Daryl has a remarkable story. In 1996, Daryl served 40 months in prison after pleading guilty to a first-time non-violent drug crime — and when he was released, he faced a series of collateral consequences. He lost his driver’s license, making it difficult for him to secure employment. He was barred from receiving federal financial student aid, which presented obstacles to furthering his education. And he was unable to vote in his home state of Alabama, restricting his ability to participate in the civic life of his community. But through all of these obstacles and challenges, Daryl persevered — earning a bachelor’s degree and then a law degree, and ultimately rising to become a Senior Staff Attorney at the Southern Coalition for Social Justice where he focuses on criminal justice reform issues, particularly removing the legal barriers triggered by contact with the criminal justice system.
Last year, Daryl was recognized by the White House as a “Reentry and Employment Champion of Change.” Then-Attorney General Eric Holder recognized Daryl’s transformative journey in his remarks when he said “Daryl overcame his own involvement with the criminal justice system and has since worked to build a better future not only for himself — but for countless others who deserve a second chance.” And now, Daryl will work with us, as a colleague to the Reentry Council, as an advisor to the BJA Second Chance programs, and as a conduit to engage the broader justice-involved population so that DOJ and the Administration are hearing from all stakeholders as we move forward in strengthening our nation and empowering our communities.

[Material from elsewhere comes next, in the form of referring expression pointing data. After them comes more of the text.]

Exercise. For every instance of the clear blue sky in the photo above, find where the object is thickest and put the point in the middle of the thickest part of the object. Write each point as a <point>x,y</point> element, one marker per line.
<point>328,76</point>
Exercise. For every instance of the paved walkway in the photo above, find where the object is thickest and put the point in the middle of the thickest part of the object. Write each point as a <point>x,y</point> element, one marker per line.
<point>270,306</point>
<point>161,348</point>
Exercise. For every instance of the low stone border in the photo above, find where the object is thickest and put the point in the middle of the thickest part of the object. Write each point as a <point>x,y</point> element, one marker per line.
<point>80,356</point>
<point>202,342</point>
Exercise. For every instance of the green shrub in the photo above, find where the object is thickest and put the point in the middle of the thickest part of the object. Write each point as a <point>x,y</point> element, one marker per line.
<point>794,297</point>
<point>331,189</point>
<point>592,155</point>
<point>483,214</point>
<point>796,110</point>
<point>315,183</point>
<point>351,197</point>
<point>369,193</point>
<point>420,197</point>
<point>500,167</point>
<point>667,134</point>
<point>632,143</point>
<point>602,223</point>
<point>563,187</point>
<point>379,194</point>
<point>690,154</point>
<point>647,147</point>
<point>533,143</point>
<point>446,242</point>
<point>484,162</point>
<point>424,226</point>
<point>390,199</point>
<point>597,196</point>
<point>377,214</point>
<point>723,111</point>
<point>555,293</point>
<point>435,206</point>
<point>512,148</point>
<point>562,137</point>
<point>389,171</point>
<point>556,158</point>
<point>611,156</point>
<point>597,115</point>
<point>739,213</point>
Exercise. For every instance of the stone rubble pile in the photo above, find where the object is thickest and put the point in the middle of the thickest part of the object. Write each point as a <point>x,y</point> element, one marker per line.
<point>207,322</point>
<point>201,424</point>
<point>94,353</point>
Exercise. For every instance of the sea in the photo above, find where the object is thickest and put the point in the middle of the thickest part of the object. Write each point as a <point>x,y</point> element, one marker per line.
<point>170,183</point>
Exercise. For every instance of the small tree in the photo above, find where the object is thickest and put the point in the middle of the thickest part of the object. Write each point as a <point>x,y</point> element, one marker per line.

Although the path ahead of us is far from easy, there is momentum — across federal agencies, across political parties, and across the United States — to reform our criminal justice system and give people a legitimate chance to earn their way back and lead law-abiding lives. Working with my colleagues, I look forward to continuing the good work of the Reentry Council and taking concrete steps to achieve the president’s vision for meaningful criminal justice reform.